De rechtbank stelt voorop dat zedenzaken zich doorgaans kenmerken door het feit dat in de regel slechts twee personen aanwezig zijn bij de veronderstelde seksuele handelingen: het veronderstelde slachtoffer en de veronderstelde dader. Wanneer dan de veronderstelde dader de seksuele handelingen ontkent, zoals in dit geval, leidt dat er in veel gevallen toe dat slechts de verklaringen van het veronderstelde slachtoffer als wettig bewijs beschikbaar zijn. Op grond van het bepaalde in artikel 342, derde lid, van het Wetboek van Strafvordering is de enkele verklaring van een getuige (het veronderstelde slachtoffer) onvoldoende om tot een bewezenverklaring te kunnen komen. Het is voor een bewezenverklaring noodzakelijk dat er ook ander bewijs is, waaruit kan worden opgemaakt dat de ten laste gelegde feiten zijn gepleegd. Uit jurisprudentie van de Hoge Raad kan worden afgeleid dat het niet nodig is dat in dit type zaken de seksuele of ontuchtige handelingen als zodanig bevestiging vinden in het andere bewijs. Het is voldoende dat de verklaring van het veronderstelde slachtoffer op onderdelen voldoende steun vindt in de andere bewijsmiddelen.

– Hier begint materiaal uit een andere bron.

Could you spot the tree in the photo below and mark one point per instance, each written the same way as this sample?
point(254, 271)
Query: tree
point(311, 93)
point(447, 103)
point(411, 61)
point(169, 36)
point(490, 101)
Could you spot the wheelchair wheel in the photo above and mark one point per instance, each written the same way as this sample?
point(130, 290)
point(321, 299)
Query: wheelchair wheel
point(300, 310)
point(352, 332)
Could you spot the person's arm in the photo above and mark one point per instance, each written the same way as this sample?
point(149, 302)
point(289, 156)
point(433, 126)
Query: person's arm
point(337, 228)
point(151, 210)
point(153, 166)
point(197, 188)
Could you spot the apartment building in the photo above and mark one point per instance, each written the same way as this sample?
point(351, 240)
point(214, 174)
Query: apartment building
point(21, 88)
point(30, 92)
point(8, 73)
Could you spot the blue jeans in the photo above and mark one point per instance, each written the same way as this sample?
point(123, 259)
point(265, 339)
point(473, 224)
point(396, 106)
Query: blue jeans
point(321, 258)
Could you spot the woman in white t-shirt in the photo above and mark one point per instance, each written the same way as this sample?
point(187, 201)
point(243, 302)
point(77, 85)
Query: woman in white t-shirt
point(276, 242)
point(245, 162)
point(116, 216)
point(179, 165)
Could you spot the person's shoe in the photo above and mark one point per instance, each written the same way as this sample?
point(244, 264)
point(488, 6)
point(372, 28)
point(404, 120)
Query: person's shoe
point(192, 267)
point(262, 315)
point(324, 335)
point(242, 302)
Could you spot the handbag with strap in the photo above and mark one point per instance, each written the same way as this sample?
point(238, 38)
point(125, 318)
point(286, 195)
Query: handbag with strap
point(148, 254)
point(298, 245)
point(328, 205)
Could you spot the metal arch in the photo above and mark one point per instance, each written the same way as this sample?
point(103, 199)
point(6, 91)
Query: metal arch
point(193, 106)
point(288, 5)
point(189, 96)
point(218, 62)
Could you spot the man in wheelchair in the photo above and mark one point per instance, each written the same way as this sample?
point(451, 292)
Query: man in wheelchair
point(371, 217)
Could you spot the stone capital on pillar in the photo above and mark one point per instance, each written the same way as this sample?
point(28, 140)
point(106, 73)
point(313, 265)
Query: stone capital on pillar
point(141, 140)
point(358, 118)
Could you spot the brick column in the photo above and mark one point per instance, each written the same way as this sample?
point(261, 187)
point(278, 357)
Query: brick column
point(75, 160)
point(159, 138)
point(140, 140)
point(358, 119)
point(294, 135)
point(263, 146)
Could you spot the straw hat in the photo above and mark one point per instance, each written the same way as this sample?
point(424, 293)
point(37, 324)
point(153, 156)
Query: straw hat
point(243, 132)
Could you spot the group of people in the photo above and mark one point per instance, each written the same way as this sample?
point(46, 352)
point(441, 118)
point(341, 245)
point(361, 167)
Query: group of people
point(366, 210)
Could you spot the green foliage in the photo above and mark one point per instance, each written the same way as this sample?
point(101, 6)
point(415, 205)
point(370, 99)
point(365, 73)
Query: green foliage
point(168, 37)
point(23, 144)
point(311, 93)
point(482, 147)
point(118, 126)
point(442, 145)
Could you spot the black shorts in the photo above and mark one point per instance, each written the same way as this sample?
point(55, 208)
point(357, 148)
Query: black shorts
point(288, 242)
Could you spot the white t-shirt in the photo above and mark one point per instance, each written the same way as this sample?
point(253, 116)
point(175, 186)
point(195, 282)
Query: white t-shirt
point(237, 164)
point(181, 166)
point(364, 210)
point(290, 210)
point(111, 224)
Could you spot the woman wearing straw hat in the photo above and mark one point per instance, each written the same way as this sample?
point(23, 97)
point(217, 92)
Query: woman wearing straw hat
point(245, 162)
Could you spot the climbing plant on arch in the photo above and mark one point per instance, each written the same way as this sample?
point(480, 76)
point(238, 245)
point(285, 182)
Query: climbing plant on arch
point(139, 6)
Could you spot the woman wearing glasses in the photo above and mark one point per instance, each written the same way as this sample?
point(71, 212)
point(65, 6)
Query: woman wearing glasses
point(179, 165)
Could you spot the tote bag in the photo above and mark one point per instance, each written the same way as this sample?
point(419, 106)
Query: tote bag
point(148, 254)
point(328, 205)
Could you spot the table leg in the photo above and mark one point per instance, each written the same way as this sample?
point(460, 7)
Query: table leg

De betrouwbaarheid van de verklaring van [slachtoffer] .
Op 21 december 2021 heeft er met [slachtoffer] een informatief gesprek zeden plaatsgevonden. De vader van [slachtoffer] heeft op 19 april 2022 namens haar aangifte gedaan. Vervolgens is [slachtoffer] middels een studioverhoor gehoord als getuige op 17 juni 2022.
Ten aanzien van de betrouwbaarheid van de verklaring overweegt de rechtbank als volgt. Door de verdediging is aangevoerd dat tijdens het studioverhoor van [slachtoffer] veel meer is benoemd door [slachtoffer] dan tijdens het informatief gesprek naar voren is gekomen, wat de betrouwbaarheid van haar verklaring aantast. Net als de officier van justitie is de rechtbank bekend met het feit dat in algemene zin tijdens een informatief gesprek slechts hoofdpunten worden besproken en dat tijdens het studioverhoor juist verder in detail wordt ingegaan op de beschuldigingen. Dit is in het geval van [slachtoffer] ook gebeurd. Het gaat in dit geval dus niet om een latere uitbreiding van de verklaring die doet twijfelen aan de betrouwbaarheid van de verklaring. Bovendien heeft [slachtoffer] uitgebreid, gedetailleerd en consistent verklaard. De rechtbank verwerpt het verweer en acht de verklaring van [slachtoffer] betrouwbaar.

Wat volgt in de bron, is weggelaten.